RAPRAVE, réunir le rap et la techno
Alors que Berlin s’est imposée depuis la chute du mur comme le centre névralgique mondial de la musique de club, les artistes et activistes des scènes d’Amérique du Nord et au delà revendiquent avec une vigueur renouvelée les origines afro-américaines de la techno et la house, contre le white-washing euro-centrée qui voudrait en faire des produits de l’ingénieurie allemande. Les problématiques sociales et politiques inscrites dans l’ADN de ces musiques sont réaffirmées par toute une génération de DJ et producteurs, pour qui la revitalisation de la scène passe également par une plus grande ouverture musicale, tournée autant vers le passé que vers l’avenir. C’est dans ce contexte fertile que naît RAPRAVE, collectif dont le nom fait office de programme, et qui organise sa première soirée à New York en octobre 2021. Suivront d’autres soirées à travers les Etats-Unis puis aux quatre coin du monde, le collectif prenant toujours soin de s’associer à des artistes locaux « militant » musicalement pour une symbiose entre rap et musique de club, qu’il s’agisse des rappeurs du groupe Dastardly Kids basé à Detroit, du MC et producteur serbe Spejs Noksi (représentant du collectif à Belgrade) ou de la japonaise ShioriyBradshaw, qui a fait de l’osmose entre rap, bounce et bass music sa spécialité. Pour le collectif new-yorkais désormais international, les fêtes RAPRAVE découlent d’un déroulement presque « logique » des choses : « Les soirées ont vu le jour pas tant pour combler un vide que pour relier entre-elles toutes les pièces de notre écosystème. Nous avons à coeur de combler le fossé entre des sons, des cultures et des idées qui ne semblent pas liés de prime abord. L’éducation musicale étant au cœur de ce que nous faisons, notre communauté est réceptive aux nouveaux sons que nous apportons à chaque événement. »
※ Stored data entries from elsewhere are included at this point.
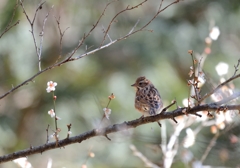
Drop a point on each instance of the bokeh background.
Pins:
(84, 85)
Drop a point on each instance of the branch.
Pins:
(219, 86)
(69, 58)
(113, 129)
(38, 49)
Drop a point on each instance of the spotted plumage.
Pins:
(147, 100)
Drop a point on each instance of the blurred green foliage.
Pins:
(84, 85)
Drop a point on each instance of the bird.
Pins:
(147, 100)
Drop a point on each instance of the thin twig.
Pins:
(10, 25)
(113, 19)
(114, 128)
(209, 147)
(219, 86)
(38, 50)
(61, 36)
(39, 53)
(69, 58)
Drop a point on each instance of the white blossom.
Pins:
(214, 33)
(51, 86)
(222, 68)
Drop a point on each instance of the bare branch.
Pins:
(113, 19)
(10, 25)
(61, 36)
(113, 129)
(219, 86)
(69, 58)
(38, 49)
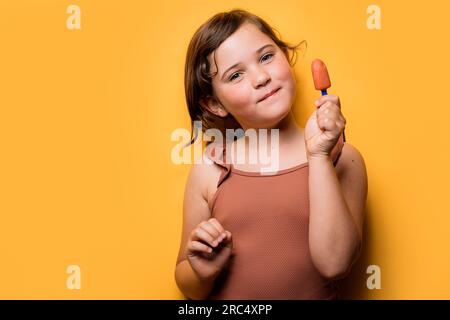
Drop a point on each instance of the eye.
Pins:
(232, 76)
(267, 55)
(270, 55)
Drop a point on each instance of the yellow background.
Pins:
(86, 115)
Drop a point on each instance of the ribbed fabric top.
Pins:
(268, 216)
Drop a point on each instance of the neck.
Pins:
(288, 131)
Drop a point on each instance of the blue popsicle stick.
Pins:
(324, 93)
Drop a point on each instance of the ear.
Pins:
(213, 106)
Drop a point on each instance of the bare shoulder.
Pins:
(202, 180)
(198, 192)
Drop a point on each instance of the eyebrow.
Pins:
(236, 64)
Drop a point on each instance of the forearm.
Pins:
(334, 238)
(190, 284)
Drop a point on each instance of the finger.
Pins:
(196, 246)
(201, 234)
(330, 97)
(217, 225)
(327, 124)
(228, 240)
(210, 229)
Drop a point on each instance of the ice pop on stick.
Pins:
(322, 80)
(320, 75)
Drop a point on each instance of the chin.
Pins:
(272, 119)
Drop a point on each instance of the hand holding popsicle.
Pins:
(324, 131)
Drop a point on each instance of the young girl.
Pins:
(289, 234)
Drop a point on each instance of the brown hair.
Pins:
(198, 79)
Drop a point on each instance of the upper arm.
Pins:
(195, 204)
(352, 174)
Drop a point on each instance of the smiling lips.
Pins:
(269, 94)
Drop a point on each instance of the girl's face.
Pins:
(250, 65)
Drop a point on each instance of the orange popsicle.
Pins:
(320, 75)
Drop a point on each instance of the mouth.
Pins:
(270, 94)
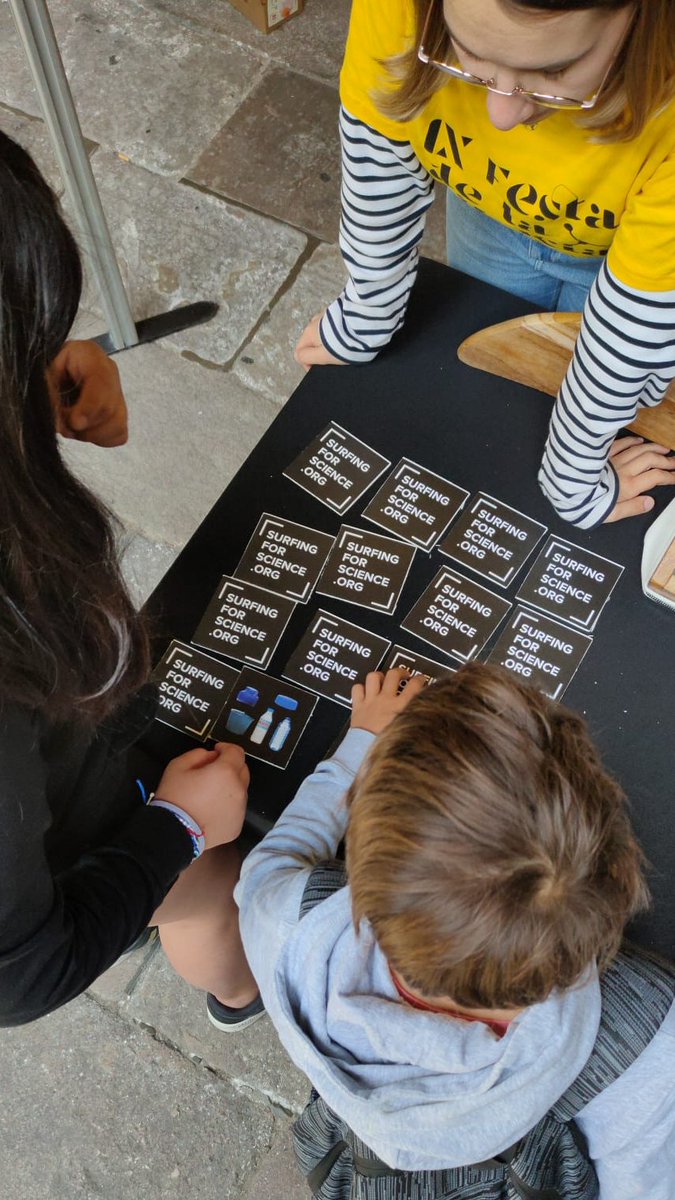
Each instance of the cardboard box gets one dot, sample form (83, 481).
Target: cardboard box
(268, 15)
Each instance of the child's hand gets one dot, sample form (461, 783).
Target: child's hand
(87, 395)
(376, 703)
(211, 787)
(310, 351)
(640, 466)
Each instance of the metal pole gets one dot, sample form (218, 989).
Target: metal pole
(42, 51)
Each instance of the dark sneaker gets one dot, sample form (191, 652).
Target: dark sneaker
(147, 937)
(231, 1020)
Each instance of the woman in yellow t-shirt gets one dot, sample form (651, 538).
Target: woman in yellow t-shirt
(551, 125)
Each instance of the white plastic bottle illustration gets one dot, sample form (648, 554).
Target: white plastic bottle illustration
(280, 735)
(262, 726)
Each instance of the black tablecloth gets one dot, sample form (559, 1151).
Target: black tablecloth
(484, 433)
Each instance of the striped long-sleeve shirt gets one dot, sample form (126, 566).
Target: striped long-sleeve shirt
(625, 355)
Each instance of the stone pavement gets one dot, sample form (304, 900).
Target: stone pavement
(215, 151)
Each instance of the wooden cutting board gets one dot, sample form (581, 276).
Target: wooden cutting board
(536, 351)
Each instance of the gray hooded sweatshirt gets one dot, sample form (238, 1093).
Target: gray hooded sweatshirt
(424, 1090)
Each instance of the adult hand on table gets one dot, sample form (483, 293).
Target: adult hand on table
(380, 700)
(211, 786)
(310, 351)
(640, 466)
(87, 395)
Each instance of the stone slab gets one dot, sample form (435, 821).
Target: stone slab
(177, 245)
(267, 363)
(280, 154)
(311, 42)
(33, 136)
(143, 83)
(252, 1060)
(144, 563)
(279, 1177)
(95, 1110)
(190, 431)
(114, 987)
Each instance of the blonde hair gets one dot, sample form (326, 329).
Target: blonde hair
(640, 83)
(487, 845)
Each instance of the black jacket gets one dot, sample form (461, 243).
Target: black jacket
(83, 863)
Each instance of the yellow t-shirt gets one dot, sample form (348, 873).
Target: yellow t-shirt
(550, 183)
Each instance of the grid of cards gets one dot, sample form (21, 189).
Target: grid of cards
(542, 637)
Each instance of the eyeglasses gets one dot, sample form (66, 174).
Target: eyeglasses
(489, 84)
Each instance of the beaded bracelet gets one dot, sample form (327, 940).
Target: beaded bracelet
(187, 822)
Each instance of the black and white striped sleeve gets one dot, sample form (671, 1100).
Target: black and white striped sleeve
(386, 193)
(623, 360)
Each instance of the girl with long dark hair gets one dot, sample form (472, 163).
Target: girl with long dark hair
(551, 125)
(84, 864)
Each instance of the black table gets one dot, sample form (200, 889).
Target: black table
(484, 433)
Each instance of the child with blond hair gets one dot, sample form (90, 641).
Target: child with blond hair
(460, 1000)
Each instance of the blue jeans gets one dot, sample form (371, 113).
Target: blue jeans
(509, 259)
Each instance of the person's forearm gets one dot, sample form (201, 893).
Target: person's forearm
(386, 193)
(310, 829)
(625, 358)
(99, 907)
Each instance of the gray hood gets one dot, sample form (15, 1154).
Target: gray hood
(423, 1090)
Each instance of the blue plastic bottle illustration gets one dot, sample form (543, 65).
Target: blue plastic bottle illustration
(262, 726)
(280, 735)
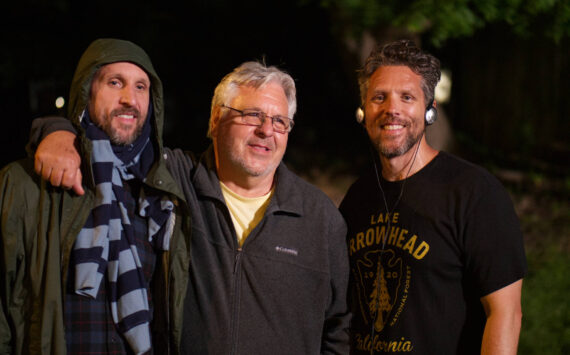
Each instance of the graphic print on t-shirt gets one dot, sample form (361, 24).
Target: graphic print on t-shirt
(379, 274)
(382, 254)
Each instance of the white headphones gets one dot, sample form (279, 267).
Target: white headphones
(430, 115)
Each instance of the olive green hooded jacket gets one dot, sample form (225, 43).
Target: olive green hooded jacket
(39, 224)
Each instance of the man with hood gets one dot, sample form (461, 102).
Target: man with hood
(269, 269)
(77, 269)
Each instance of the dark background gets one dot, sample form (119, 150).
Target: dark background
(509, 107)
(508, 110)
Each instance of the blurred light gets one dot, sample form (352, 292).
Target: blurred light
(59, 102)
(443, 88)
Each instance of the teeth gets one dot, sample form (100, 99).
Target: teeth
(393, 127)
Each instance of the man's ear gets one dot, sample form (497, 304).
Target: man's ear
(215, 119)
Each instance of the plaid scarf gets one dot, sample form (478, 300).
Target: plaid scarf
(107, 242)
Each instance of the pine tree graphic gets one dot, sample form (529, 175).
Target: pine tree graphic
(380, 300)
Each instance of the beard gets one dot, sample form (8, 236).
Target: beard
(122, 134)
(392, 152)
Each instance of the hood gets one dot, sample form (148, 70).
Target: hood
(107, 51)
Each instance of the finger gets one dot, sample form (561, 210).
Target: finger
(68, 178)
(77, 186)
(56, 177)
(38, 165)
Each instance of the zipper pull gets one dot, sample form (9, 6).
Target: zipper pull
(237, 259)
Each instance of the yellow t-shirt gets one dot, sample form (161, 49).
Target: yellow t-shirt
(246, 212)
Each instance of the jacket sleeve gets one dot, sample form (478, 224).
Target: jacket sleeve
(43, 126)
(335, 333)
(181, 165)
(11, 256)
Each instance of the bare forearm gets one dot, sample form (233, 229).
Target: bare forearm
(501, 335)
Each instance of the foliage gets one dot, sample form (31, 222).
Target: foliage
(441, 20)
(546, 312)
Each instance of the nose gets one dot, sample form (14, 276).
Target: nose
(266, 128)
(392, 105)
(128, 97)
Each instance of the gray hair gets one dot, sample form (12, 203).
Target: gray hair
(402, 52)
(257, 75)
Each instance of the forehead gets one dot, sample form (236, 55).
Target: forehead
(270, 94)
(122, 69)
(395, 77)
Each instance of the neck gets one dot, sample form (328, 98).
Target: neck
(409, 163)
(249, 186)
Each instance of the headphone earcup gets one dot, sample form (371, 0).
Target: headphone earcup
(360, 115)
(431, 115)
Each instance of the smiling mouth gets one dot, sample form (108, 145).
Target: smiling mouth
(126, 116)
(392, 127)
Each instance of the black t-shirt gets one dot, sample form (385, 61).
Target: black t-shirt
(452, 238)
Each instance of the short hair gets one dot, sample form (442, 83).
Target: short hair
(257, 75)
(402, 52)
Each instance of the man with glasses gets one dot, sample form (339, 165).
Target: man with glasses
(269, 267)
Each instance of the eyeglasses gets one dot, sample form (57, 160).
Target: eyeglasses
(280, 124)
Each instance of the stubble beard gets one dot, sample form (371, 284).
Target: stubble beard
(390, 152)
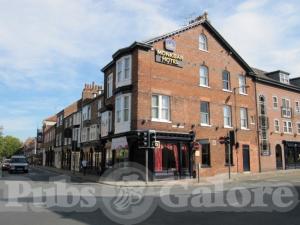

Un travail éducatif volontaire qui se décline rapidement via un label dédié, dans la continuité directe des soirées. Esthètique techno « à l’ancienne » revendiquant un effacement des individualités, ainsi qu’une culture bootleg et une immédiateté proches du rap définissent en partie le versant numérique de RAPRAVE. Sur les singles et compilations sorties depuis deux ans par le collectif, les perles underground cohabitent avec les remixs de tubes plus ou moins célèbres, de Sexyy Red à Skepta en passant par Future ou Jeremih. Si chaque producteur apporte son style caractéristique, une énergie « prête à l’emploi » est commune à la musique publiée par le label, qui n’utilise jamais les couplets raps comme un prétexte ou un gimmick, mais bien comme la colonne vértébrale d’authentiques morceaux « technos » ou assimilés, pensés par et pour le dancefloor. Loin de l’exercice de style, la musique défendue par RAPRAVE embrasse ce que beaucoup n’ont fait qu’effleurer : l’affirmation d’un allant, d’une vitalité commune à ces deux « mondes » dont on nous a raconté qu’ils avaient été séparés à la création, ce que les membres du collectif semblent nier en bloc, réparant à leur mesure, et avec le plus grand naturel, une drôle d’injustice musicale. « Qu’il s’agisse des OGs qui ont ouvert la voie, de la précision de l’outerwear japonais ou de la scène tuning automobile de Detroit, nos références se transforment et s’adaptent » détaille le collectif quant à ce qui l’influence dans sa démarche. Une approche à la fois instinctive, fluide et mondiale dont Paris pourrait être l’une des prochaines étapes, notamment via le producteur monténégrin Regis, représentant de RAPRAVE dans la capitale française.